Il Jazz raccontato da un Maestro
Che spettacolo!
Non solo giusto ma anche doveroso verso se stessi, giunti al momento più importante della propria vita non solo professionale, che si testimoni quanto ascoltato e visto nel corso di decenni di passione e partecipazione dei quali s’intende portare a conoscenza chi abbia gli stessi interessi.

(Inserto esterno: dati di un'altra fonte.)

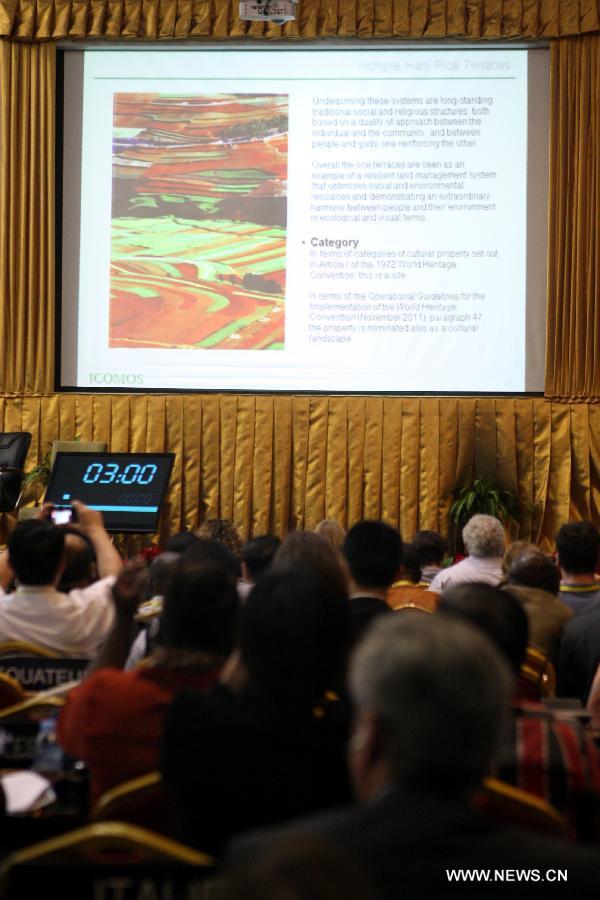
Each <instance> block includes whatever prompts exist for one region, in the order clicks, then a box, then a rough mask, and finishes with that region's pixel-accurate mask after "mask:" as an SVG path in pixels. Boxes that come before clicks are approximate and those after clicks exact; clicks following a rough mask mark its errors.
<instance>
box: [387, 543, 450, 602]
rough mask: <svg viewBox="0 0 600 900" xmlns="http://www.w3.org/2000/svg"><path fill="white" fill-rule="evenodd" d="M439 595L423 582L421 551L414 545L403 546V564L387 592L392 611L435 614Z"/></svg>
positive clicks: (426, 583) (402, 562)
mask: <svg viewBox="0 0 600 900" xmlns="http://www.w3.org/2000/svg"><path fill="white" fill-rule="evenodd" d="M437 601H438V595H437V594H434V593H433V592H432V591H430V590H429V585H428V584H427V582H426V581H422V580H421V562H420V558H419V551H418V550H417V548H416V547H415V545H414V544H402V562H401V563H400V566H399V567H398V573H397V580H396V581H394V583H393V584H392V586H391V588H390V589H389V591H388V592H387V603H388V606H389V607H390V608H391V609H394V610H399V609H406V608H413V607H414V608H417V609H423V610H425V611H426V612H434V611H435V609H436V607H437Z"/></svg>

Ed è un contributo importante, se non prezioso, per ogni lettore, anche a prescindere dai propri interessi per un genere o per un altro.
Chi, come l’autore, ha avuto la possibilità di assistere agli eventi di cui scrive, sa bene che “testimoniare” è quasi un liberarsi dall’unicità della memoria di se stessi portando l’“io c’ero” o l’“io ho ascoltato” o l’“io ho visto” ad altre vite, ad altre emozioni. Viene narrata con grande naturalezza la nascita della passione per la musica “fin da quell’epico 4 giugno 1944, quando schiere di Marines euforici sfilarono in Via Appia Nuova” per poi “da adolescenti più cresciuti divenire pazzi della musica leggera… finché il Jazz divenne un’ipnosi a parte per quegli stravaganti personaggi del Be Bop che si chiamavano Charlie Parker, Thelonious Monk o Dizzy Gillespie”. Incontro fulminante, vissuto come attimo quasi eroico fino a che il Jazz si rivolse “a confondere e mischiare tutti gli stili del secolo precedente… un’antologica confusione di stili e cliché come sta succedendo a più o meno tutta la musica d’oggi”.
Uscire da se stessi e viverli ancora quei momenti, serate che non si chiuderanno mai, fianco a fianco con 25 “musicisti straordinari” e non solo quelli dediti alle Blue Notes: l’anima tanguera di Astor Piazzolla, il solare tropicalismo di Caetano Veloso e Maria Betanha, il boom swing di Cab Calloway, le sorprese fusion di Wayne Shorter, le distoniche armonie di Ornette Coleman, le imprese Hard Bop di Sonny Rollins e Benny Golson, il magnifico e struggente Cool di Chet Baker, l’eleganza formale di Gerry Mulligan, lo straordinario vocalismo di Ella Fitzgerald, il Latin graffiante di Gato Barbieri e, naturalmente, Louis Armstrong, Miles Davis e Keith Jarrett.
Si aggiunga a questo il merito d’aver dato vita al mensile “Gong” (punto di riferimento per molti giovani che, come il sottoscritto, cercavano Suoni diversi e una nuova realtà non solo musicale) e alla Label “Black Saint”, promotrice di ottime incisioni (personalmente mi pento di averne solo una quarantina di quei dischi, grazie alla simpatica disponibilità di Giovanni e Flavio Bonandrini, figure chiave dell’etichetta) e così di Giacomo Pellicciotti si può avere una parziale idea di quanto merito va lui ascritto come giornalista e come uomo di cultura avveduto, lungimirante e versatile. Il giornalista romano è un maestro di giornalismo musicale, testimonianza vivente di quanto quel Jazz che tanto ama ha cambiato la storia della musica, uno scrittore la cui penna è stata, credo non solo nel mio caso, esempio e stimolo per cercare di percorre i passi da lui suggeriti; ancora oggi all’alba delle sue 85 primavere è sempre un piacere leggerlo e meditare sulle sue riflessioni.